FM slashes foreign currency holding to boost forex

26 June, 2022

Prime Minister and Finance Minister Ranil Wickremesinghe has initiated measures to reduce the amount of foreign currency held by persons to boost the forex quantum in the country.

The move is also aimed at attracting foreign currency in the hands of the public into the formal banking system.

The Minister of Finance has issued an Order under Section 8 of the Foreign Exchange Act No. 12 of 2017 to slash the amount of foreign currency retained in possession by a person in, or resident in, Sri Lanka from USD 15,000 to USD 10,000 or its equivalent in other foreign currencies, granting an amnesty period of 14 working days effective from the date of the Order (June 16, 2022) for persons in, or resident in, Sri Lanka who hold foreign currency notes in possession for the following:

To deposit into a Personal Foreign Currency Account or into a Business Foreign Currency Account as specified in the Order. To sell to an Authorised Dealer (A Licensed Commercial Bank or National Savings Bank) at the end of the said amnesty period. The Central Bank has the right to initiate actions against persons who hold foreign currency in possession by violating the Order, in terms of the provisions of the Foreign Exchange Act.

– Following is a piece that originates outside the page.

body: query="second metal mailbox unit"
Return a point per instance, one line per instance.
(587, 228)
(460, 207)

For further information the Central Bank requests people to contact any Licensed Commercial Bank or National Savings Bank, refer the Order under Section 8 of the Foreign Exchange Act published in the Gazette (Extraordinary) Notification No. 2284/34 dated June 16, 2022 via the official website of the Department of Foreign Exchange, www.dfe.lk. Or contact the Department of Foreign Exchange through 011-2477255, 011-2398511 and [email protected].

Foreign reserves were an estimated around $2.31 billion in February and by March it had dropped to $1.93 billion this year. Overall reserves have crashed by about 70 percent in two years according to estimates.

The IMF delegation is in the country to shore up the country’s forex level to revive trade and kick start the economy which is currently facing the worst crisis since independence.